There’s no shortage of coverage on our digital pages of the pain points inherent in B2B payments, where cash flow is stymied while chasing down funds owed and where tapping working capital can be difficult across banking channels.

However, business owners are also consumers. As consumers, we’ve gotten used to BNPL as a way to break down daily (and big-ticket) purchases into manageable weekly or monthly obligations. That appeal carries over to business payments too. By paying over time, the SMB can conceivably conserve cash flow and match cash outlays more firmly to the cash that comes in the door as it gets paid by other enterprises or end customers.   

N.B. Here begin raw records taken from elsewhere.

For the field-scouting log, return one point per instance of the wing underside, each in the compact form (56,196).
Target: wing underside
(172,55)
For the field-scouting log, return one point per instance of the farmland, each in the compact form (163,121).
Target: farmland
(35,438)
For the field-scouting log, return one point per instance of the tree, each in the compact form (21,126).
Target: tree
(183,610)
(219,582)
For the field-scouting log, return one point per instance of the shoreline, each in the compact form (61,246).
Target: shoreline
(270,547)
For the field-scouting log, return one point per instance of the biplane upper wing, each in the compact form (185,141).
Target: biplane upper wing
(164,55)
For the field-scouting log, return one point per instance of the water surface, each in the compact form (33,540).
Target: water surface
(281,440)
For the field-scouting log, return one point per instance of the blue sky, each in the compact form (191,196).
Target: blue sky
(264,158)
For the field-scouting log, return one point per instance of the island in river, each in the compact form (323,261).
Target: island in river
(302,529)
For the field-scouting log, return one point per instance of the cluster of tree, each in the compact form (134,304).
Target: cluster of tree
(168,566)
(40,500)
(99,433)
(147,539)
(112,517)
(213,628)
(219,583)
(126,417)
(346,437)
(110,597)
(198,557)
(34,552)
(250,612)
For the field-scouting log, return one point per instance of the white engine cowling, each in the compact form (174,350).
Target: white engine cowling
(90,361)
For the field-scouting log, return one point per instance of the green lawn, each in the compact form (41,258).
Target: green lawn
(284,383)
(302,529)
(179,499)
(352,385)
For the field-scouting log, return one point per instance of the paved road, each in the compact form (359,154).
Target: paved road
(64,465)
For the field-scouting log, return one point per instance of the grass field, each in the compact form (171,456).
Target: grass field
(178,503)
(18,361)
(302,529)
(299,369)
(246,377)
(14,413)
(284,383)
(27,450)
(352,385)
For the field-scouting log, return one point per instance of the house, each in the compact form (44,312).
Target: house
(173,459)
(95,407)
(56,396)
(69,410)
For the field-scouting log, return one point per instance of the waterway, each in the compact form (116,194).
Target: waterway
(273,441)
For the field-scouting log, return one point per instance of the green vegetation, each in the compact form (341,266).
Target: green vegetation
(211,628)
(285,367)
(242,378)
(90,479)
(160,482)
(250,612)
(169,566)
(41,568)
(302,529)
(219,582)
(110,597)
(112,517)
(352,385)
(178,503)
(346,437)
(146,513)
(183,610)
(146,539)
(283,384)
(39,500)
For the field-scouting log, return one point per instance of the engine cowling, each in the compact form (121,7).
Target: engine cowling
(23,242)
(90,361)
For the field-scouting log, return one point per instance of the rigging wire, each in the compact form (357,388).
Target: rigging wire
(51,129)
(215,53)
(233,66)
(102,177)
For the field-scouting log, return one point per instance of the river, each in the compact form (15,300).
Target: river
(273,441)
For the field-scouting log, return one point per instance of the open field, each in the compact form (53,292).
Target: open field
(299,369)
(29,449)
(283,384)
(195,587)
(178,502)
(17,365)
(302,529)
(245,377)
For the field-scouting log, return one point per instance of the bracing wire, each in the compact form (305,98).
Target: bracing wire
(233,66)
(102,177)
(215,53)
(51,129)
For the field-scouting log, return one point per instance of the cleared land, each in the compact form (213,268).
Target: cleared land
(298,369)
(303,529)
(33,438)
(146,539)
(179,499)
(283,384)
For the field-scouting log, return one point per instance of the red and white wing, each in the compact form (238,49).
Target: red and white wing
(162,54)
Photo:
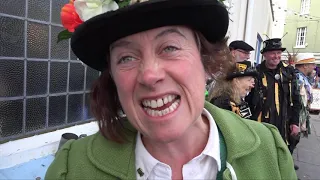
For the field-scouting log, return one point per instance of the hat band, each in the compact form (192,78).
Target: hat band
(306,61)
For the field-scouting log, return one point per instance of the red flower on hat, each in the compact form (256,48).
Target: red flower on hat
(69,17)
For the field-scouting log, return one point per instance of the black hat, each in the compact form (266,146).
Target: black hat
(91,40)
(242,69)
(240,45)
(272,45)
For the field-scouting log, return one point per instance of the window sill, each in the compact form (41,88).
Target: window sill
(299,47)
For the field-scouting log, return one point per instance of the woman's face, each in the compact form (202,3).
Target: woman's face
(244,85)
(160,81)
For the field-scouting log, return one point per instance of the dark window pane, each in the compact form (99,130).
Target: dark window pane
(11,117)
(76,77)
(56,9)
(58,77)
(73,56)
(92,75)
(13,7)
(37,78)
(57,110)
(75,107)
(11,37)
(58,50)
(87,110)
(38,40)
(36,114)
(11,78)
(39,9)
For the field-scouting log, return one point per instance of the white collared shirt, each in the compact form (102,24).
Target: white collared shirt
(204,166)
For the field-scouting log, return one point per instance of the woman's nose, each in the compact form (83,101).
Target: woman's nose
(150,73)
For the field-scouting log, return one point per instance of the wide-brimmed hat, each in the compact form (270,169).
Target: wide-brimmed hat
(305,58)
(272,45)
(242,69)
(91,40)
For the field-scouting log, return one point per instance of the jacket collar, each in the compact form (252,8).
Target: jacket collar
(239,136)
(264,68)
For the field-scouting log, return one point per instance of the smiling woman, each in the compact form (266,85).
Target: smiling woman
(155,56)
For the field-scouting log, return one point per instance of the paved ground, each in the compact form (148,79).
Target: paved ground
(307,153)
(307,157)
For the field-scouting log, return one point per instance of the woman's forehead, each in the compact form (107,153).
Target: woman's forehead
(156,34)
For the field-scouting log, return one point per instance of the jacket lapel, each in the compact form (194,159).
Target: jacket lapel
(239,136)
(113,158)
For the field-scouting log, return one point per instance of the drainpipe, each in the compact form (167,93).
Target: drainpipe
(248,24)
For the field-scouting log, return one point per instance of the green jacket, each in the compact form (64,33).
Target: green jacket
(254,150)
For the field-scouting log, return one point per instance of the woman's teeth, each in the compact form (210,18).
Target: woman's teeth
(150,104)
(156,113)
(159,102)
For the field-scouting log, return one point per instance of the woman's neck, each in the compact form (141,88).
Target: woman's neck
(182,150)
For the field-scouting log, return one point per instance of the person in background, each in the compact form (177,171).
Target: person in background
(275,98)
(232,90)
(312,77)
(154,56)
(240,50)
(305,64)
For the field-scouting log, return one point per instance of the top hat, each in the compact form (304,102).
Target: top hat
(242,69)
(272,45)
(91,40)
(305,58)
(240,45)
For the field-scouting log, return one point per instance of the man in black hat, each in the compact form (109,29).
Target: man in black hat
(275,98)
(240,50)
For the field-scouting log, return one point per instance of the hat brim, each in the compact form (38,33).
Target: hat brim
(241,74)
(91,40)
(266,50)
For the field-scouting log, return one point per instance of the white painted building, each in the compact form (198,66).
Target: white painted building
(251,21)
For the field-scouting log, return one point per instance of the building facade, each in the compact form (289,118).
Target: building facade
(302,27)
(44,89)
(251,21)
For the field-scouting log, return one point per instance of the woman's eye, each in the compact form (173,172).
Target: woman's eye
(126,59)
(170,49)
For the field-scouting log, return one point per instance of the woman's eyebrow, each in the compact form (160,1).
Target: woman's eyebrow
(169,31)
(119,44)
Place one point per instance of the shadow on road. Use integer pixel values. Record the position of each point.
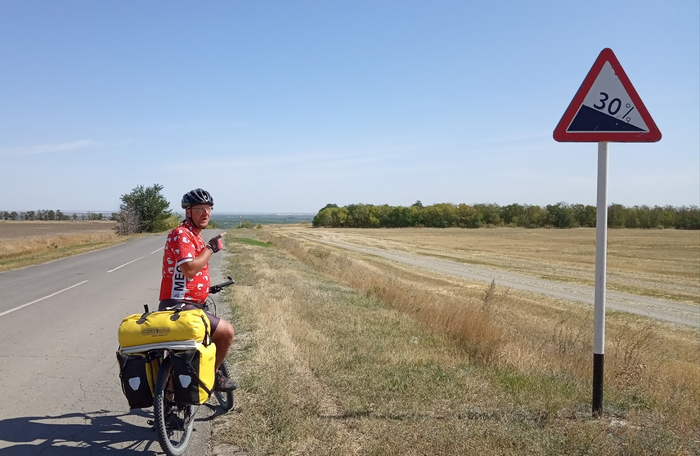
(86, 433)
(77, 434)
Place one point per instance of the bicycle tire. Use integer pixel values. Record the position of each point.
(174, 422)
(226, 399)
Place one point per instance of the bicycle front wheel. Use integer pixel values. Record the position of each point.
(174, 422)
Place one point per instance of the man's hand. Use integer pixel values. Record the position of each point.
(216, 243)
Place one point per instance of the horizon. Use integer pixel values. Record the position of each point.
(297, 105)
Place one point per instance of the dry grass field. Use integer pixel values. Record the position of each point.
(26, 243)
(343, 353)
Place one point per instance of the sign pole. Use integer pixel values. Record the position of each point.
(601, 250)
(605, 109)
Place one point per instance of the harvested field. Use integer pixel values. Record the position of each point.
(46, 241)
(22, 230)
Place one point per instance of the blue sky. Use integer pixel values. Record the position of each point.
(285, 106)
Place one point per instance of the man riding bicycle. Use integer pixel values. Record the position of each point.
(185, 282)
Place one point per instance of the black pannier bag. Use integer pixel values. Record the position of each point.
(193, 374)
(137, 376)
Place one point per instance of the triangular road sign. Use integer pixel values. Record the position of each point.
(606, 108)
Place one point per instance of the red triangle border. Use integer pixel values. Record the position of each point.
(560, 133)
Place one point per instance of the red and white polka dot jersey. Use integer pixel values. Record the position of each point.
(181, 246)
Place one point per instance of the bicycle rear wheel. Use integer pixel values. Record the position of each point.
(226, 399)
(174, 422)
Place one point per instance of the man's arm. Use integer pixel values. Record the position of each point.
(191, 268)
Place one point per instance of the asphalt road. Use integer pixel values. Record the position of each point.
(58, 370)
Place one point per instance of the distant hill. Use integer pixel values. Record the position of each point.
(229, 220)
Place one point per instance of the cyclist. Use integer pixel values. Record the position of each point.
(185, 282)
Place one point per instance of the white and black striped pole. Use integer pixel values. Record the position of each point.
(601, 253)
(606, 108)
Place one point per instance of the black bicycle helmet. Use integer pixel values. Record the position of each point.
(196, 197)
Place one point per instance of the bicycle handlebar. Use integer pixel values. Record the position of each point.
(220, 286)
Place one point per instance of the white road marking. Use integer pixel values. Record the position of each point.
(41, 299)
(125, 264)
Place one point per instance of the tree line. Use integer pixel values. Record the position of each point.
(560, 215)
(51, 215)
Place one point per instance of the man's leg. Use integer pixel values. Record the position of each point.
(223, 338)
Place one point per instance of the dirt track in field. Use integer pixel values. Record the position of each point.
(673, 312)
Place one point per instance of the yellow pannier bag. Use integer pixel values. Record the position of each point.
(164, 326)
(193, 374)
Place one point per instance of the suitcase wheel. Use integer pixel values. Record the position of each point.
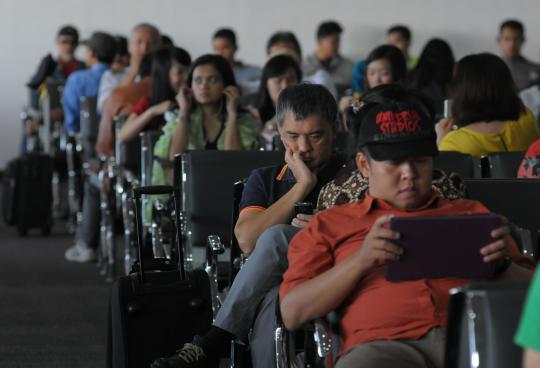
(22, 231)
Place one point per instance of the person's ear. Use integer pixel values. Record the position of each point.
(362, 164)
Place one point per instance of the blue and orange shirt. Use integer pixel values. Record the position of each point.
(267, 185)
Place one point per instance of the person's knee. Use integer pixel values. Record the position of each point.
(276, 238)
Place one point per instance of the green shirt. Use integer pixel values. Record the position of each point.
(248, 129)
(528, 335)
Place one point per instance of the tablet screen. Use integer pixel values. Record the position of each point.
(442, 246)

An increasing number of providers are taking advantage of that greenfield opportunity — and it’s a global one. To list just a few announcements in the last few weeks: B2B BNPL startup Mondu has added $13 million to its Series A funding round and has raised $56 million to boost its expansion in Europe. Hokodo and Lemonway announced last month that they have partnered to enable B2B marketplaces in Europe to offer trade credit online.

In a separate interview with PYMNTS, Plastiq COO Stoyan Kenderov and Obvi CEO and Co-founder Ronak Shah said that B2B BNPL can help SMBs, particularly retailers, bootstrap more efficiently, unlock cash flow and scale.